Kristi A Egland Lab
Behind the research
Early and personalized diagnosis for breast cancer patients is crucial for optimizing treatments leading to long-term survival. It has been previously shown that cancer proteins can elicit an immune response in patients. These autoantibodies recognize tumor-associated antigens (TAA), autologous cellular proteins that are mutated, modified or aberrantly expressed in tumor cells. Because anti-TAA antibodies reflect and amplify the cellular changes associated with tumorigenesis, detection of anti-TAA antibodies in the sera of breast cancer patients may provide a non-invasive mechanism for the early detection of breast cancer.
Dr. Egland’s lab took a molecular approach to identify potential tumor antigens that elicit an antibody response in breast cancer patients by generating a cDNA library (MAPcL) enriched with genes encoding membrane and secreted proteins, which are more likely to induce an antibody response in patients compared to intracellular proteins. Her lab has established an expression strategy to generate MAPcL Fc-fusion proteins that retain their native conformation and are efficiently recognized by patients’ antibodies.
The long-term goal of Dr. Egland’s lab is to develop a blood test for breast cancer based on detecting a patient’s antibodies generated against cancer proteins. In addition, the team has selected previously uncharacterized MAPcL genes that encode proteins overexpressed in breast cancers but have restricted expression in the normal essential organs, and are characterizing the role of these MAPcL proteins in breast tumorigenesis.
It is well established that breast cancer patients often produce antibodies to cancer cells. Cancer cells can have proteins that are present in much higher levels than in normal cells, and the immune system can sense these abnormal tumor proteins. Because it is equipped with an amplification system, the immune system can produce large amounts of antibodies to the abnormal proteins, even when the change in tumor proteins is too small to be detected by current diagnostic tests. Therefore, by detecting the presence of antibodies to a particular tumor antigen, rather than tumor antigen itself, we can achieve high sensitivity allowing earlier diagnosis.
Recently, the Dr. Egland’s lab isolated a collection of genes, called a library, encoding membrane and secreted proteins from breast cancer cells. Subsequently, the genes in this library that were ubiquitously expressed in normal essential tissues were removed. In order to determine what genes are represented in this library, the team obtained DNA sequences of 25,277 of the genes. Secreted and membrane proteins are more likely to induce an antibody response than intracellular proteins. Therefore, this library of clones encoding membrane and secreted tumor antigens is enriched with genes encoding proteins that should preferentially induce an antibody response in patients.
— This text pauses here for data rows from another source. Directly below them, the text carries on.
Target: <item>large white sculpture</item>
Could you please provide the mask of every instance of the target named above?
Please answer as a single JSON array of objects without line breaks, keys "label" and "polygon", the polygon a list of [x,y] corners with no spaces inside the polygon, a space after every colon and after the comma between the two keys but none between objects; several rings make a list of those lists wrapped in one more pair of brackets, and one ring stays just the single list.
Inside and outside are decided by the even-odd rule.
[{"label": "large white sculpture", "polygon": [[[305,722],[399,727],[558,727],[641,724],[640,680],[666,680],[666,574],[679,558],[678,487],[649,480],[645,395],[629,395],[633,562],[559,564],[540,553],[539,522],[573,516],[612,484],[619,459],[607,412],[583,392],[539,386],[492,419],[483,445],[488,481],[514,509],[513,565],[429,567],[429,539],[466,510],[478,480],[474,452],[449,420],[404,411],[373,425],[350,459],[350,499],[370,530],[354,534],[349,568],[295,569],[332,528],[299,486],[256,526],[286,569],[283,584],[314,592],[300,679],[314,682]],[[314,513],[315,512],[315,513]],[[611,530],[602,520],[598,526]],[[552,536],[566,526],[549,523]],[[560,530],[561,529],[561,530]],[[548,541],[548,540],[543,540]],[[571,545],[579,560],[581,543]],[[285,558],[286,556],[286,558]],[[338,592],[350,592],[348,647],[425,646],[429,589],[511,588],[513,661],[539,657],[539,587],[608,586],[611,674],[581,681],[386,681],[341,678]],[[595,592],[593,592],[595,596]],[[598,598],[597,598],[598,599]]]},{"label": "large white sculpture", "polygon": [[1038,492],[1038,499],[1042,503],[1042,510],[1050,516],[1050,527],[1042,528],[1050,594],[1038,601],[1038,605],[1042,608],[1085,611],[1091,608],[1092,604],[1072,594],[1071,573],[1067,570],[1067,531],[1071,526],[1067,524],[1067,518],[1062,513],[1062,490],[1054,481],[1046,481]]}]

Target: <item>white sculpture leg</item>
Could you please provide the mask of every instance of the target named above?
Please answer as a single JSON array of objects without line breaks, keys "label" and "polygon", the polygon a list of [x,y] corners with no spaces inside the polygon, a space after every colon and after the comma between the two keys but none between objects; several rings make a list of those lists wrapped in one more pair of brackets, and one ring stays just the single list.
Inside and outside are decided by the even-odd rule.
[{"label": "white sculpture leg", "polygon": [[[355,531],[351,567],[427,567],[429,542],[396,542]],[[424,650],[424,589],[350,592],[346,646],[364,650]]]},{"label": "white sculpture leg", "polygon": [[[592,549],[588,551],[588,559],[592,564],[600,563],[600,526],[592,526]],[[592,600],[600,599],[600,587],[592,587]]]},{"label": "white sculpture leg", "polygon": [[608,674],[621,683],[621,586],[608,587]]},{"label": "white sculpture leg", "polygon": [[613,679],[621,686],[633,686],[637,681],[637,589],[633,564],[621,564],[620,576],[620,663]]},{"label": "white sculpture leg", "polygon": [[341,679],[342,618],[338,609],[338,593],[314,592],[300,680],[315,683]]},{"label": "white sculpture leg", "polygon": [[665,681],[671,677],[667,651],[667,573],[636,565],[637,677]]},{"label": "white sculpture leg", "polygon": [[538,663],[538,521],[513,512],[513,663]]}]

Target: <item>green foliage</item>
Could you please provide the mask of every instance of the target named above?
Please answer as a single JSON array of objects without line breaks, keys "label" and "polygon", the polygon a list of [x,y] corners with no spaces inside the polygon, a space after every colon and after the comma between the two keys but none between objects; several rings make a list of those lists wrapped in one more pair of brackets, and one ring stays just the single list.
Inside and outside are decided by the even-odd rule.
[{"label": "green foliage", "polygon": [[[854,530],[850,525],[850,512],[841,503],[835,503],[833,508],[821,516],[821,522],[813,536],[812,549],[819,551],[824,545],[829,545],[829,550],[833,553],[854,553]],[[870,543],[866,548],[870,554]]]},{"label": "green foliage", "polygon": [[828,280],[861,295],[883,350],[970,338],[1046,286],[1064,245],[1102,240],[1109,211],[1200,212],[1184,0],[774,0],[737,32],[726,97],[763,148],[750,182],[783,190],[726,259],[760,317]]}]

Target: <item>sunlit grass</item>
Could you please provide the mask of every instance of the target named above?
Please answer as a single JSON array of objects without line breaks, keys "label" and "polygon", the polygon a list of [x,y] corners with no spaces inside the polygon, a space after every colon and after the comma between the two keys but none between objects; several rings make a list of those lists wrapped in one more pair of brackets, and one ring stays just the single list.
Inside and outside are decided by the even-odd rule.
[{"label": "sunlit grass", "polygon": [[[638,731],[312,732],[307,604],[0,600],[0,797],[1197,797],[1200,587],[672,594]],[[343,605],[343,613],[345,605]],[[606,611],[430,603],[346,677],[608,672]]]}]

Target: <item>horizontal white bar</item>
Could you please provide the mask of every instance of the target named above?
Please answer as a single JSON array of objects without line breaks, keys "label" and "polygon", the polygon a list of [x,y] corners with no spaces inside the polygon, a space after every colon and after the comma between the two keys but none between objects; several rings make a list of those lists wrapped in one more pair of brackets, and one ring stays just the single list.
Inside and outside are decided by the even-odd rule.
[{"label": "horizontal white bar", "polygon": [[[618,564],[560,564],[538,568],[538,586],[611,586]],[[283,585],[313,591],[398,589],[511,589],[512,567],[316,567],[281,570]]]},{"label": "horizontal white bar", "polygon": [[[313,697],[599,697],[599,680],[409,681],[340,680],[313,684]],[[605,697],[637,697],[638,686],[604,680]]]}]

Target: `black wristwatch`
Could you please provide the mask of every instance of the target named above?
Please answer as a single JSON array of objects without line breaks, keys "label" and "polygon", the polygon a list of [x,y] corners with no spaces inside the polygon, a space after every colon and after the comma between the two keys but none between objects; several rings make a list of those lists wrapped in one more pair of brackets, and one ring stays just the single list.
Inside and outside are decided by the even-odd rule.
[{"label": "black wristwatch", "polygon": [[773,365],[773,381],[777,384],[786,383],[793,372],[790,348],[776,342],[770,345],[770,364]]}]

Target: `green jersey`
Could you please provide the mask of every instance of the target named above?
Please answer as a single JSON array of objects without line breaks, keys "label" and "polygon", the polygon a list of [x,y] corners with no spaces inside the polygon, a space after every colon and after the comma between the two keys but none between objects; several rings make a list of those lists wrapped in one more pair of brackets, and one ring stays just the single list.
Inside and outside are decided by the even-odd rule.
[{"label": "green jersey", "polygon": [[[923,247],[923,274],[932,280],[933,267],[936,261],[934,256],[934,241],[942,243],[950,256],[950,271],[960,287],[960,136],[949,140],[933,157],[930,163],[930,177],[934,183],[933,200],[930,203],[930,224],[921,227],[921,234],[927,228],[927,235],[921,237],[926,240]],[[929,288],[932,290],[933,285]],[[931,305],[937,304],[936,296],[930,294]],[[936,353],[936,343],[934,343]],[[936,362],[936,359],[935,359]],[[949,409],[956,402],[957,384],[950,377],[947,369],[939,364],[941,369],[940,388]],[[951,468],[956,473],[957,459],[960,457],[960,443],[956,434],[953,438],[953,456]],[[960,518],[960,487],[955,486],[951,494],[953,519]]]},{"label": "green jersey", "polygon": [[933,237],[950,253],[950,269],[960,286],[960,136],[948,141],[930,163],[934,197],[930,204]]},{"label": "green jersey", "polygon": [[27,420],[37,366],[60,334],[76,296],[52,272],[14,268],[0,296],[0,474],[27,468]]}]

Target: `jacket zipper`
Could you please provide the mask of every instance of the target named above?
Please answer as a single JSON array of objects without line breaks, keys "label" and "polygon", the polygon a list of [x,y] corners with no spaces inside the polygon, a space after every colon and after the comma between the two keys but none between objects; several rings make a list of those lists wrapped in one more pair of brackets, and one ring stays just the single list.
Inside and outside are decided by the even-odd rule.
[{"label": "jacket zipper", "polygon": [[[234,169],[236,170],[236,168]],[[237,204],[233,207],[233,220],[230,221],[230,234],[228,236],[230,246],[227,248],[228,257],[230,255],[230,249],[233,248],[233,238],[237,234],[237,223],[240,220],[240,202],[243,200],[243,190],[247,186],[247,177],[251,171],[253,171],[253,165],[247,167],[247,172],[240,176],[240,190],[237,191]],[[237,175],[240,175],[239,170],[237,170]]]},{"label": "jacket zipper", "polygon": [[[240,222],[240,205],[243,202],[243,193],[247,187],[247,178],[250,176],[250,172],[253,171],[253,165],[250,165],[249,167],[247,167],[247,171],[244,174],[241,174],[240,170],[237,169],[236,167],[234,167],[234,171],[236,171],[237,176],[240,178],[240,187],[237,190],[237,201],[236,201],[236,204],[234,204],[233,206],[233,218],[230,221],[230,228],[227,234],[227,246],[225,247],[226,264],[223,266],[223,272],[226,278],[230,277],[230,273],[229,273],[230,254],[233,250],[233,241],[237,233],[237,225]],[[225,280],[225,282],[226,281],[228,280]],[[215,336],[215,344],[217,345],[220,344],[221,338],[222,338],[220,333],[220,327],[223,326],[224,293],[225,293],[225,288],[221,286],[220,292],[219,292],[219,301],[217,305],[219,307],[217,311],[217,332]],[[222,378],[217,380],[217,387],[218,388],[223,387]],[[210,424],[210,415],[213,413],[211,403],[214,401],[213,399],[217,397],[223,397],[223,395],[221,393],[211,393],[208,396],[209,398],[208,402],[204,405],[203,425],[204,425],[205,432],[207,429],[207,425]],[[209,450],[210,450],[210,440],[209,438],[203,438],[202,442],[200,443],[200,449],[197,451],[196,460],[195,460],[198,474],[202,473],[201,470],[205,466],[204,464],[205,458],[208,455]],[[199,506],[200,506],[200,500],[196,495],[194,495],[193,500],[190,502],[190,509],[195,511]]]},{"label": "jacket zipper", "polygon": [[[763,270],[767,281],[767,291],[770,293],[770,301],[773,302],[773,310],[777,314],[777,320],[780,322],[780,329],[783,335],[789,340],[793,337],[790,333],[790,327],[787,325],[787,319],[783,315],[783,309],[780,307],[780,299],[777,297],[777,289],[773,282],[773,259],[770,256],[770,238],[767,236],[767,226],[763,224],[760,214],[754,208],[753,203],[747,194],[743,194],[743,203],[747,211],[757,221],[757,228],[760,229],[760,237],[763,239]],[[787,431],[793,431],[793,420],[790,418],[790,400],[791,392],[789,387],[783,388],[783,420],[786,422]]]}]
Dr. Egland’s lab proposes that the library should encode numerous tumor antigens so the anti-tumor antibody profile can be used to accurately detect the presence of breast cancer on an individual basis. The lab will use the encoded 100-most abundant library genes to choose the most promising tumor antigen candidates for autoantibody screening. Dr. Egland and her team have established a robust method to produce native antigens that are recognizable by human antibodies. This method is suitable for secreted and membrane proteins and allows the antigens to form higher-order structures necessary for the efficient detection by the antibodies. These native antigens will be generated and screened with patients’ serum as the diagnostic assay.
Detection of a panel of tumor antigens can provide early, specific and personalized diagnosis for breast cancer patients, which will significantly improve outcomes and long-term survival of patients. Early diagnosis is essential in the fight against breast cancer and increases the likelihood of a woman being cured.